De cette époque, elle garde un souvenir extraordinaire : « C’était un univers où tout était possible, avec des moyens illimités, où j’ai rencontré des gens passionnés. » Luxe suprême : « J’étais nourrie, logée, j’étais rémunérée, et en plus je pouvais faire tous les sports que je voulais. » À la sortie, elle enquille les jobs à l’étranger. De préférence dans l’agro-alimentaire : « j’ai démissionné deux fois et changé cinq fois de poste en cinq ans. »

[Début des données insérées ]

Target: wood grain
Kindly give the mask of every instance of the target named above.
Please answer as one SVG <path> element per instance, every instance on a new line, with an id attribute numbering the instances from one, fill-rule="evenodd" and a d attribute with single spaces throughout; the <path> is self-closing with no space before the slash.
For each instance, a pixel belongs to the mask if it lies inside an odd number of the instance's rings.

Chez Noble Group, un géant du trading physique de matières premières, elle grimpe tous les échelons jusqu’à la DRH, où elle s’occupe de la recherche et la gestion des talents au niveau mondial. Mais la structure d’une grande entreprise la bride, l’énergie dépensée dans les jeux de pouvoir l’agace : elle décide donc de claquer la porte, et de voler de ses propres ailes. En 2011, elle crée Persée, sa propre entreprise de conseil en développement dans les énergies propres pour les plateformes industrielles. Elle a enfin trouvé son écosystème, en attendant de se trouver un nouveau défi.